No início, poemas e paz
Em Santiago do Chile, no dia 15 de outubro
último, nós (minha mulher Patrícia Barbosa e eu) almoçamos no Espacio Cultural
Taller Siglo XX Yolanda Hurtado, no Barrio Bellavista, com seu coordenador, o
poeta e artista visual Leo Lobos: “Saímos daí disparados a seguir rodando/
pelo lado escuro da cidade/ um grupo de rastas fumam pelas beiras/ de um lugar
noturno onde esta noite toca um demônio.// Queimamos as antigas imagens que
tínhamos deles e em pouco/as nossas se fazem cinzas/ que o vento/ leva”. Leo
Lobos já morou no Brasil e é um expert em Hilda Hilst, tendo vertido para o
espanhol várias de suas obras: “As barcas afundadas. Cintilantes./ Sob o rio.

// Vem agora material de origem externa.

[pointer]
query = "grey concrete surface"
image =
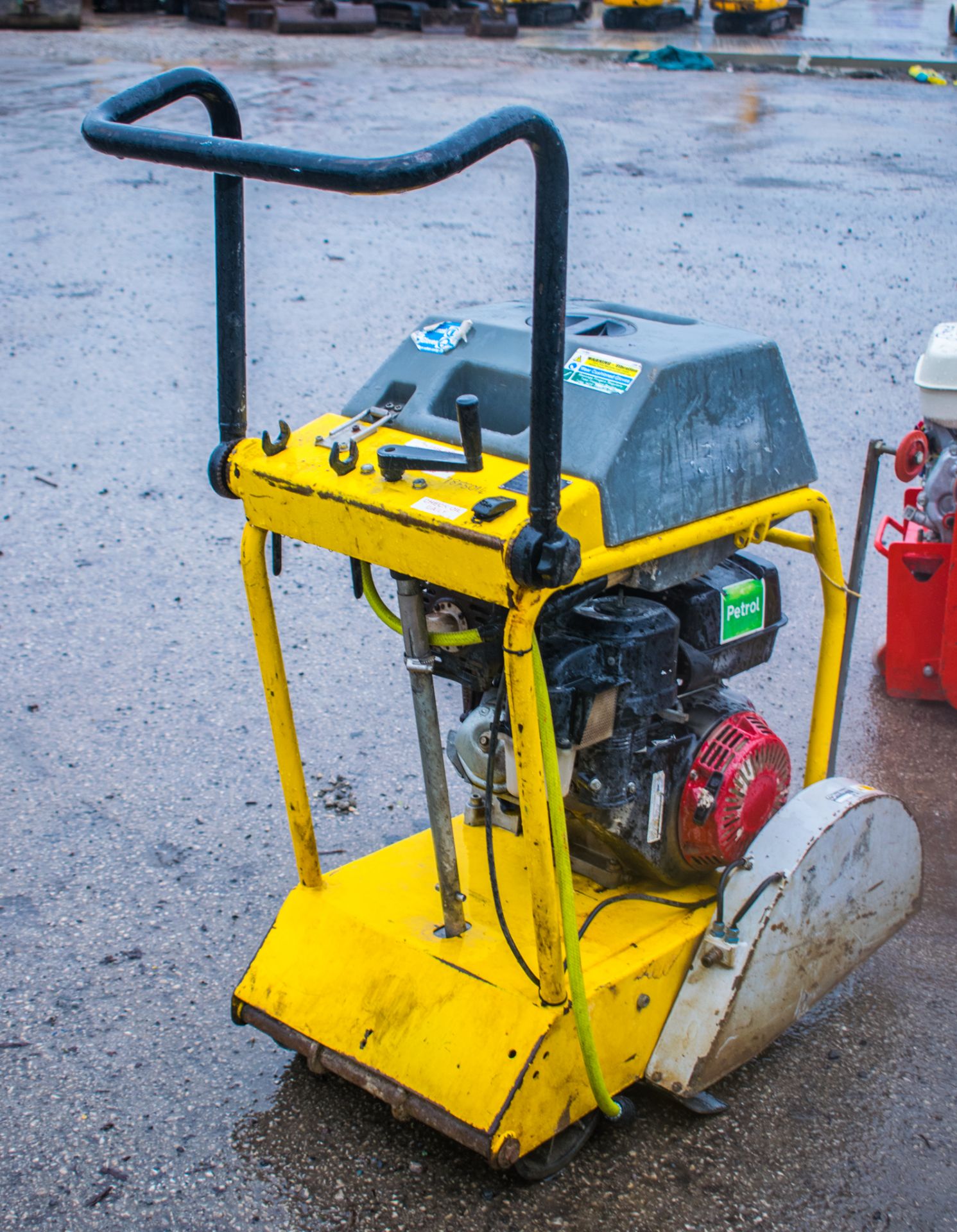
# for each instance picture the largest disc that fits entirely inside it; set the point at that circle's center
(144, 846)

E é assim o poema. Cintilante/ E obscura barca ardendo sob as águas”.
No
almoço, estava também o poeta e crítico literário de El Mercurio de
Valparaiso, Francisco Véjar. No cardápio, política e poesia: os dois chilenos
absolutamente atônitos com o que está acontecendo no Brasil. As bolsonárias
bravatas e barbaridades são agora nosso principal produto de exportação. No
Chile, como logo depois em Lisboa e em Paris, era o que ouvíamos quando se
falava em Brasil. Nos dias seguintes, poemas-entrevista no Programa
Creadores, comandado pelo poeta PaViTo na TV de Rancagua; poemas-palestra na
Casa de la Cultura de Santo Domingo; leitura de um dos poemas de Neruda para
sua amada Matilde, La Chascona, à beira da sepultura dos dois, na Isla Negra;
Encuentro Poético con la Comunidad Escolar de La Escuela Las Canteras de
Huechuraba. O Chile parecia aparentemente calmo durante o 5to. Encuentro
Internacional de Arte y Poesia Navegando Cielos del Mundo, organizado pela
poeta Irem Toal. O encerramento seria na noite de 18 de outubro, no Museo
Histórico Nacional, na Plaza de Armas. É ali que se localiza também o Palácio
de La Moneda, sede do governo chileno.
Manifestaciones
Mas naquela
noite a Plaza de Armas já estava cercada devido aos protestos. De início,
coordenados por estudantes para evitar pagar o metrô, em resposta aos recentes
aumentos de preços. Logo depois os protestos, agora multidão (mais de um
milhão de pessoas, numa cidade cuja população não chega a cinco milhões), se
estenderam pelas ruas de Santiago contra o governo de Sebastián Piñera. O
encerramento do nosso Encuentro acabou transferido para o segundo andar de um
restaurante japonês no Barrio Lastarria. Foi dali, da sacada, que pudemos
registrar o início das“manifestaciones que tomariam todo o Chile até hoje,
apesar da truculência dos carabineros (resquícios dos tempos da ditadura de
Pinochet) despejados pelo presidente Piñera ruas adentro e afora. No dia
seguinte, almoçamos nas proximidades de nosso hotel, no Centro de Santiago, e
vimos a continuidade das manifestaciones, que recrudesciam. Nossa volta foi
uma correria só em busca do hotel, enquanto os carabineros lançavam gás
lacrimogêneo e tiros de borracha, às tontas e indiscriminadamente. Não mais
saímos: Piñera havia decretado um toque de recolher, pela primeira vez desde
1987, no final da ditadura Pinochet.
O que nos impediu de assistir a uma
peça de García Lorca, que seria encenada no Espacio coordenado por meu amigo
Leo Lobos, cancelada por razões óbvias: “Teatro La Memoria suspende su función
hoy em apoyo a las justas demandas sociales y el rechazo a la declaración de
Estado de Emergencia y la presencia de militares em las calles. TAMBIÉN LA
CULTURA ESTÁ EM PELIGRO!”.
No domingo, 20 de outubro, voamos para Lisboa,
onde lancei meu novo livro. Enquanto nosso transfer rodava pelas ruas de
Santiago rumo ao aeroporto, vimos num lento e longo travelling as ruas
castigadas da capital e a população fazendo uma limpeza na medida do possível.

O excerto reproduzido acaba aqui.